Yeah, over here in the UK its known as Asda!! 
You are currently the only human being in my house I can communicate with!!!! LOL


----------



## Shaggy (Jul 17, 2011)

? you messing with us? Your post kept mentioning walmart!


----------



## boto227 (Dec 2, 2011)

LOL!!! No I,m not messing, the firm Asda is owned by Walmart 
a quick check will confirm that.


----------



## Bugz Bunny (Nov 28, 2011)

Take her to the Polygraph test and you'll have your answers...


----------



## Sindo (Oct 29, 2011)

Bugz Bunny said:


> Take her to the Polygraph test and you'll have your answers...

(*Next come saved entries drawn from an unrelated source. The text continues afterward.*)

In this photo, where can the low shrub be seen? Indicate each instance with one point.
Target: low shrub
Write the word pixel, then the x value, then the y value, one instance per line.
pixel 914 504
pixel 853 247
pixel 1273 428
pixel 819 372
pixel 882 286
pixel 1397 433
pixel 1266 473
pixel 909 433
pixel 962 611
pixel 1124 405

They're expensive. And if he doesn't have any firm evidence, she will act offended and make him the bad guy.


----------



## Bartimaus (Oct 15, 2011)

OP...STOP! Man head Shaggy's advice now!
You remind me so,so much of myself and the stupid way I confronted my WW about her cheating. If she wants to cheat then your actions will drive her underground and if she is half as sly and cunning as my WW then your gut feelings will torment the very life out of you for a long time as she continues.
You may be like me and care so much for them that we can't help ourselves and respond at the least little red flag. I did that for 38 years. She was hell bent on continuing to flirt and cheat and brother,there isn't a woman on earth as talented as she in sneaking and covering up her infidelity. 
Bottom line here is what? If your wife is cheating then you want to know? Do you think that if you catch her up in something that she will instantly stop cheating? And you two will live happily ever after? REALLY?
Keep quiet about your suspicions and her red flags. Show no signs of suspecting her to be cheating. Give her enough rope,collect hard evidence and then go public with it...that is if you then want a divorce. Good luck my friend.


----------



## boto227 (Dec 2, 2011)

Thanks for replying guys, Bartimaus I take your point and I know this union is not fixable, like I said if anything is going on now, it is via cell or computer, she never goes out other than to the local shops, I have a tracker that confirms this, I am going to concentrate on VAR AND CELL . Thank you for your advice, which has been invaluable I will update with any progress on evidence


----------



## Dadof3 (Mar 14, 2011)

Boto - likelihood is that she is having both and emotional (EA) and physical (PA) affair with this guy. Heed Shaggy's advice and use your cop skills.


----------



## mahike (Aug 16, 2011)

The Key Logger will be your best bet and phone records. I found my wife had several email accounts and since she believed I knew nothing about them she did not bother to delete anything so I had 9 months worth of messages, and photos. Things I wll never be able to forget but you will know and have your proof

My wife also thought she was being smart by racking up hotel points. They are really good at keeping records, when and where and how much spent.

About the kids. My wife and I are trying to work things out but if it does not happen. I will never talk to my kids about my wifes afair. It is my problem and my wifes and I do not want to make it thiers.


----------



## Arnold (Oct 25, 2011)

Boto, you absolutely need to stop confronting her while you are in sleuth mode. It only makes things harder to find.
Discipline yourself to act like an unsuspecting dolt. She will get more and more careless.
You need to be a good actor , now.


----------



## boto227 (Dec 2, 2011)

Het Guys thanks again, the comments I agree with, you are talking absolute sense, the acting bit Arnold is really difficult for someone who has always spoken it as it was. Today I must confess I had a terrible period of self doubt, guilt, The impression she is innocent was overwhelming. I have dealt with some extremely bad people as a cop, I have, like many cops had to cope with high levels of fear and I was still able to take control and bring a resolution with minimum harm to all involved.I feel as though I am almost experiencing the fear and anxiety that you felt as a child when confronted by frightening circumstances, is this par for the course?
I'LL BE HONEST, I think I was expecting a lot of people to interrogate me before giving the thumbs down!! I suppose you have read it from a neutral position, something I was not able to do.
Thank you everybody, you are so supportive and encouraging I am so grateful. Best wishes to everyone of you!!